Um pouco mais tímidas, as mãos de Vanessa também andavam nas costas de Bernardo, indo na direção da bunda. O beijo e o agarramento estavam tão avançados que ambos deixavam escapar gemidos e suspiros.
— Seu filho de uma puta! — Bernardo ouviu uma voz conhecida atrás de si e virou-se de repente. — “Vou estudar e dormir cedo, meu amor”, ah, sim! Está “estudando” a língua dessa vagabunda na sua goela? Está “dormindo” as mãos na bunda dessa piranha???
Gabriela usava calça jeans e camiseta, não parecendo arrumada para festa, e trazia duas amigas atrás de si. Tinha mais ou menos a mesma idade da outra. O cabelo loiro não parecia sequer ter sido penteado, como se ela tivesse levantado e saído às pressas.
— Seu espertinho! Sabia que eu não ia sair, não contava que a Aline te visse aqui e me avisasse! Tive que vir ver com meus olhos essa sua sem-vergonhice! Você não tem nenhum respeito pela sua namorada, não é?
Vanessa, que estava assistindo a tudo com a boca entreaberta, surpresa, com o olhar saltando de Bernardo para Gabriela e de volta para ele, se intrometeu:
— Como é que é? Ele ficava com você?
Gabriela fez menção de avançar sobre a outra, sendo discretamente contida pelas amigas.
— “Ficava” é o caralho! Estamos namorando há três meses! — vociferou ela.
Vanessa deu dois tapas fortes no braço de Bernardo, que se encolheu, mudo, se afastando.
— Como ele pode estar namorando com você há três meses, se estamos juntos há dois meses? — retrucou a outra, projetando o peito na direção de Gabriela, com o queixo erguido e a expressão de desprezo no rosto. — E sabe quem é “vagabunda”? Quem é “piranha”? É você, sua puta!
As duas iam se engalfinhar, mas Gabriela foi outra vez segurada pelas amigas que a acompanhavam. Bernardo continha Vanessa pela cintura enquanto ela esperneava tentando alcançar a outra. Os seguranças finalmente intervieram, colocando todos para fora.

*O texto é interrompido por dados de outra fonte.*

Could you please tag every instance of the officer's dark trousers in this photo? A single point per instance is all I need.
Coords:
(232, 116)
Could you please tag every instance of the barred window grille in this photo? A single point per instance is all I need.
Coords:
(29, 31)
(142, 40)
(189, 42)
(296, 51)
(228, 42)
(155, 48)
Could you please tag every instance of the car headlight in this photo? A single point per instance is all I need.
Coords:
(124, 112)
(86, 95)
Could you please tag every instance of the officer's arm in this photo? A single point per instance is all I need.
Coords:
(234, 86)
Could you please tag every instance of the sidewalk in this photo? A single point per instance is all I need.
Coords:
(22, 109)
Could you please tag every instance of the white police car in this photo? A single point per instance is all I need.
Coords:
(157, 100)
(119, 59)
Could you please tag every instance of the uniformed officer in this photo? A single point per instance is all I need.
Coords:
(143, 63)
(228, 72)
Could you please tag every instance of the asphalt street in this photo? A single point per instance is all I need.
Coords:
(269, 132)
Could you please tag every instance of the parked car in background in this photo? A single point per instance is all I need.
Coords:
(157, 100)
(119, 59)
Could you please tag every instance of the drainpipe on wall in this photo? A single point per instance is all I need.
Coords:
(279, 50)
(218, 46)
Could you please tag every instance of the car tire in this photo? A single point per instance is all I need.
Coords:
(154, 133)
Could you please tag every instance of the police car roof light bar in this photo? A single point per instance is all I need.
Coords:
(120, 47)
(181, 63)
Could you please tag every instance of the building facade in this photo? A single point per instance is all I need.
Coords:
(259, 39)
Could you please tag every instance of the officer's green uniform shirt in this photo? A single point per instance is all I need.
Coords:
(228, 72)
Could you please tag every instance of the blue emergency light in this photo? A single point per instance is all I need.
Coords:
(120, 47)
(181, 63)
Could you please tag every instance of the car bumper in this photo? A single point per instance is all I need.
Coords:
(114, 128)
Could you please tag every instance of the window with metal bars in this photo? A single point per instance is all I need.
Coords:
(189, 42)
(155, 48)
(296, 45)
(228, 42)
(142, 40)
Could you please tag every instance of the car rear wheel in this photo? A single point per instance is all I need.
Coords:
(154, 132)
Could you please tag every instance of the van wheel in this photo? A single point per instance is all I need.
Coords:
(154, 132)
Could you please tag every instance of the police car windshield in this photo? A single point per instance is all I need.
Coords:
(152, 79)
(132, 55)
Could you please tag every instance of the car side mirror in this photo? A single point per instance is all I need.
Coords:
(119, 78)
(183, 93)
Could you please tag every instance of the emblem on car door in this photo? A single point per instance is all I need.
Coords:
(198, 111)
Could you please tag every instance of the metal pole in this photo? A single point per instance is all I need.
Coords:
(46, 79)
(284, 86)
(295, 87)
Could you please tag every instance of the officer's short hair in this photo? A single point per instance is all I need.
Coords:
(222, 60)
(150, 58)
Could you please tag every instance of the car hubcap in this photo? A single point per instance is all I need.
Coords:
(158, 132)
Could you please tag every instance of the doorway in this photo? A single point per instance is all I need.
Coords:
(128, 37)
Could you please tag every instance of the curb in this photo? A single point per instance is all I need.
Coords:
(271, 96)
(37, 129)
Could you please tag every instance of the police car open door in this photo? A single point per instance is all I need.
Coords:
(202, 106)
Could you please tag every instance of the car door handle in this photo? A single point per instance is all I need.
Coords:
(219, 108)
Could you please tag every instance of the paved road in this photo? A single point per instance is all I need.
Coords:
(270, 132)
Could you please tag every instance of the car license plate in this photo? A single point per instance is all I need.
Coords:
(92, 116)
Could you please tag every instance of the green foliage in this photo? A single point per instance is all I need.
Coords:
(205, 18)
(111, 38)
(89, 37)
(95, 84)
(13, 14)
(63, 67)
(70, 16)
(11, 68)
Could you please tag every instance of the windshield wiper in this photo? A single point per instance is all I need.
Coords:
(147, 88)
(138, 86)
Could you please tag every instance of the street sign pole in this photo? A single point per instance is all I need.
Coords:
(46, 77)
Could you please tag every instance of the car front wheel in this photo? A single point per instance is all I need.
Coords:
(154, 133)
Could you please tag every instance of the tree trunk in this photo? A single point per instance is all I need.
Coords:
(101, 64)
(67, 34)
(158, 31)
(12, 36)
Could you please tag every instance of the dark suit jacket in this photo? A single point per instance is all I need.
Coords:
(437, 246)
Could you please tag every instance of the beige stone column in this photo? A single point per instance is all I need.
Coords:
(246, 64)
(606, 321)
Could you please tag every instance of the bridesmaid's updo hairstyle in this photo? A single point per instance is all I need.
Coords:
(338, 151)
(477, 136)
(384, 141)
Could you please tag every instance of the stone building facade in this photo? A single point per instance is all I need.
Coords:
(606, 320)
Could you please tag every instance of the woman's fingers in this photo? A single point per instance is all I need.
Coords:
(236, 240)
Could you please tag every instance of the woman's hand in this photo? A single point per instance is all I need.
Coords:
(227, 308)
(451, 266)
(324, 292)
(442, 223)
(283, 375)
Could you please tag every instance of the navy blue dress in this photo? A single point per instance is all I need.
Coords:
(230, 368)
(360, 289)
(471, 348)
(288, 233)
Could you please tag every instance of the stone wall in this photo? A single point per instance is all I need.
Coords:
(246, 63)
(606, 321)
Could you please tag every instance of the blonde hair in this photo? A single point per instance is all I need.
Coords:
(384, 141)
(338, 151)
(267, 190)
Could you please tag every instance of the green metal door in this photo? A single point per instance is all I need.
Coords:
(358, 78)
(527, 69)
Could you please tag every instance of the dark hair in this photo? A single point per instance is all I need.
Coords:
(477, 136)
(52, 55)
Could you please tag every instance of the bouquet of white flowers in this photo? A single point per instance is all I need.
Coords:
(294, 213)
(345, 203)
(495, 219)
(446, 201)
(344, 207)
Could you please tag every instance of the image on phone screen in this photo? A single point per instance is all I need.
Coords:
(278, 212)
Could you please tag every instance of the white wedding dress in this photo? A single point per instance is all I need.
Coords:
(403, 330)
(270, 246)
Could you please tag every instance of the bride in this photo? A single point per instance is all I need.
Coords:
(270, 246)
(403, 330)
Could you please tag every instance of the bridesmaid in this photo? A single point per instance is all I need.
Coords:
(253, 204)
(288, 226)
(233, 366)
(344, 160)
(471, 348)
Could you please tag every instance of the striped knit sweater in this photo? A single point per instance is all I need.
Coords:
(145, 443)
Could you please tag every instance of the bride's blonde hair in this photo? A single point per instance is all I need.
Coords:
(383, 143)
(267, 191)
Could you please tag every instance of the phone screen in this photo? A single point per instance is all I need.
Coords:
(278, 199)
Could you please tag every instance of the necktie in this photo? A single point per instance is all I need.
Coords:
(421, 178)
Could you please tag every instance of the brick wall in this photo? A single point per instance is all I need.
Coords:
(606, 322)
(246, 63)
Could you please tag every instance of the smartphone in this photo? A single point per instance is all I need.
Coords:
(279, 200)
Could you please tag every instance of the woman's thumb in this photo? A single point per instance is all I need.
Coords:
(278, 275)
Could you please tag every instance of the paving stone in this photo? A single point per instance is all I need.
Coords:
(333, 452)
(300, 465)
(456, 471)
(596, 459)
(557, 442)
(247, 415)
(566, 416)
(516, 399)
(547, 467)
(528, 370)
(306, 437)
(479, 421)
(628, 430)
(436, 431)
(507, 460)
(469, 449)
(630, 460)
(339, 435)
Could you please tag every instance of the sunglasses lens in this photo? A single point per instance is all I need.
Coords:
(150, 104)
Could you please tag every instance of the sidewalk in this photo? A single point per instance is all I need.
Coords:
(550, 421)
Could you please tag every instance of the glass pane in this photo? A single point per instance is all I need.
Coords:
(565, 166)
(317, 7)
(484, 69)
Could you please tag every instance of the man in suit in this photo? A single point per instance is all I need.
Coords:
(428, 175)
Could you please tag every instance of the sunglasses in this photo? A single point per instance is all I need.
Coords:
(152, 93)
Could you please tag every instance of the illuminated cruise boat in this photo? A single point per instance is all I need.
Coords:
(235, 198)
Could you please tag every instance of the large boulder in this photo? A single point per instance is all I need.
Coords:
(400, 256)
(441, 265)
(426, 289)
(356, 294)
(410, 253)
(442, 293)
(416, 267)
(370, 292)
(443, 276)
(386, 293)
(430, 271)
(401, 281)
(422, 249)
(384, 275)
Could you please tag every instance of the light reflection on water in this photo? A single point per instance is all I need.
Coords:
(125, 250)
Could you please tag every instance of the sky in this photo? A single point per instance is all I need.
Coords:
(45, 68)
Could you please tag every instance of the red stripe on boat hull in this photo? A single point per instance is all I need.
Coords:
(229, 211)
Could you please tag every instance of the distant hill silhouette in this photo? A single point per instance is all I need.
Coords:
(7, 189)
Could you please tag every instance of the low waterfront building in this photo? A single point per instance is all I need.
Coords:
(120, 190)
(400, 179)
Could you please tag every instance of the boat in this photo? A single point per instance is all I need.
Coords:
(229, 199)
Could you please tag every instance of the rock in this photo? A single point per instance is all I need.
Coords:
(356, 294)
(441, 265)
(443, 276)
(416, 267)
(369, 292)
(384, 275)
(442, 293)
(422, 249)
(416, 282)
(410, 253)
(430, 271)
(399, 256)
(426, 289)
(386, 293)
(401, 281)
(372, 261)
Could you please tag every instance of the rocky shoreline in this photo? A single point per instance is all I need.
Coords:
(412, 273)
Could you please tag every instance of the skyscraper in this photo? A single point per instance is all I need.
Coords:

Já na calçada, Bernardo recebeu mais alguns tapas, além de algumas unhadas, e precisou fugir e se esconder da fúria das duas jovens enganadas, correndo e entrando em um boteco aberto àquela hora, para chamar um Uber e ir pra casa.
Acho que as coisas realmente saíram do controle. Quando comecei a namorar com Gabriela, pretendia ser correto. Eu estava gostando dela, o sexo pegava fogo, pensei até que era amor. Mas aí conheci a Vanessa e não consegui dizer “não” nem me afastar dela, parar de pensar nela, eu devia deixar a Gabriela para poder ficar com ela, só que… Quando eu estava com a Vanessa, tinha certeza de que estava apaixonado por ela, e quando estava com a Gabriela, era o contrário… Basta, puta que pariu. Se essa merda de amor existe, não é pra mim. Não fui feito pra monogamia. Não preciso viver enganando ninguém, larguei de mão. De agora em diante, Bernardo será mais escorregadio que um peixe ensaboado. Não pretendo me prender nem magoar ninguém mais. Sem promessas, apenas diversão.